The 68th American Society for Mass Spectrometry (ASMS) Conference on Mass Spectrometry and Allied Topics will be held from May 31 to June 4, 2020 in Houston, Texas. This annual conference sees more than 6,500 attendees and more than 3,000 poster presentations and talks. If you’re looking for cutting edge information on mass spectrometry, ASMS is the event for you.
“This year, we wanted to add more diversity to the program,” says Dr. Susan Richardson, Arthur Sease Williams Professor of Chemistry at the University of South Carolina and the ASMS vice president for programs. Session topics for this year’s conference include cannabis, art and archaeology and paleontology, clinical mass spectrometry, petroleum and biofuels, forensics, food science, cancer research, and pharmaceuticals. With such a wide variety of subjects, there’s sure to be something for everyone.
Dr. Richardson shares that she is most excited about the plenary presentations: “The opening plenary speaker is involved with the Mars 2020 expedition.” Dr. Patricia M. Beauchamp is the chief technologist, engineering, and science directorate at NASA’s Jet Propulsion Laboratory. Launching in late July, the Mars 2020 rover is expected to land on February 18, 2021 and will be collecting the first planetary samples from the Jezero Crater.
The program at ASMS will be addressing more than just mass spectrometry applications. In her special keynote lecture, Dr. Corinne Moss-Racusin will discuss what the scientific studies have to say when it comes to gender bias in academic science and how it affects diversity and scientific excellence. “We’ve never done anything like this before,” adds Dr. Richardson.
An exciting new application that will be discussed at this year’s conference is single-cell mass spectrometry. In his tutorial lecture, Dr. Peter Nemes, associate professor of chemistry and biochemistry at the University of Maryland, College Park, will provide an overview of past, recent, and emerging technologies that enable single-cell mass spectrometry. “I will also discuss how data from single-cell mass spectrometry are beginning to reshape studies in the life sciences and have, in fact, led to recent discoveries in biology.”

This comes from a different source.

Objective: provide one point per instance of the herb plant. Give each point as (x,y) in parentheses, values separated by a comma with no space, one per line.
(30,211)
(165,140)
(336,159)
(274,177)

The conference will end with a plenary lecture from Dr. Steve Brusatte, paleontologist at the University of Edinburgh. “My talk will be about dinosaurs, more-or-less based on the story I tell in my recent book The Rise and Fall of the Dinosaurs—the story of dinosaur history, where they came from, how they rose up to dominance and spread around the world and grew to enormous sizes, how some evolved into birds, and how all of the others suddenly went extinct when an asteroid hit.”
Dr. Brusatte’s lecture ties in perfectly with the closing event, which will take place at the Houston Museum of Natural Science. The museum offers exhibits of priceless gems and minerals as well as rare fossils. The Morian Hall of Paleontology is packed with prehistoric beasts that are positioned as if in action—eating, chasing, and escaping. You won’t want to miss this exciting event.
“This conference is different from other conferences,” says Dr. Richardson. “I learn the most at the ASMS conference.” Whatever your field of research or mass spectrometry application, you’ll be sure to take something valuable away from each of the sessions.